Robert Iger, the chief executive of Walt Disney Co., saw his total compensation decline 17% in the recently concluded fiscal year to $36.3 million, according to the company’s latest proxy statement filed Friday to the Securities and Exchange Commission.
The drop from last year’s $43.9 million was due in part to a smaller cash bonus to Iger that Disney said was the result of an “absence of growth” in the fiscal year.
Iger, who is 66 and has extended his contract with Disney to 2021, received a base salary of $2.5 million, a performance-based bonus of $15.2 million and equity-based compensation (including stock options) valued at $17.3 million. His compensation also includes sums for personal air travel, security and matched charitable contributions.
Last year, Iger’s performance-based cash bonus totaled $20 million.
In November, Burbank-based Disney reported a disappointing fourth quarter, with net income of $1.75 billion, down 1% from the year-ago period. Revenue fell 3% and the company failed to meet analysts’ expectations. Weak results at ESPN were blamed for the miss.
Still, Disney saw another banner year at the box office with hits such as the live-action “Beauty and the Beast” and “Star Wars: The Last Jedi.” The company is once again expected to dominate the annual box office among the major Hollywood studios.
Disney announced last month a blockbuster deal to acquire the majority of the assets of 21st Century Fox, including its film and TV studios. The $52.4-billion deal is the largest in Disney’s history and is expected to better position the entertainment giant as it plans to launch two streaming services in 2019 to compete with Netflix, Apple and other tech giants.
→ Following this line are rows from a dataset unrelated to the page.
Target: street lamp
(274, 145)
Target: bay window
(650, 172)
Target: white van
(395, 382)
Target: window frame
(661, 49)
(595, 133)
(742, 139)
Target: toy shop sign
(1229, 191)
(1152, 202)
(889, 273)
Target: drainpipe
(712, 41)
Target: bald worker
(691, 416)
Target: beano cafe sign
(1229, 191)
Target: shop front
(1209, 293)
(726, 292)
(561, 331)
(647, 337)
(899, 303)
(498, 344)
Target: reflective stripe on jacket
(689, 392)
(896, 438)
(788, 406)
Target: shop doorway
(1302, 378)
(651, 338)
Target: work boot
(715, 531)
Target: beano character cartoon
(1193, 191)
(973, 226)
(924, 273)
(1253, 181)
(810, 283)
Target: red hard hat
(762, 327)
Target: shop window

Disney also said Friday that Twitter CEO Jack Dorsey and Facebook chief operating officer Sheryl Sandberg will be leaving the board of directors.
“Given our evolving business and the businesses Ms. Sandberg and Mr. Dorsey are in, it has become increasingly difficult for them to avoid conflicts relating to Board matters, and they are not standing for re-election,” said a Disney spokesperson in a statement.
Two other Disney board members will also be stepping down. Robert W. Matschullat and Orin C. Smith will leave the board pursuant to Disney policies that limit board service to 15 years and set the retirement age at 74, respectively. The Disney board has 12 members.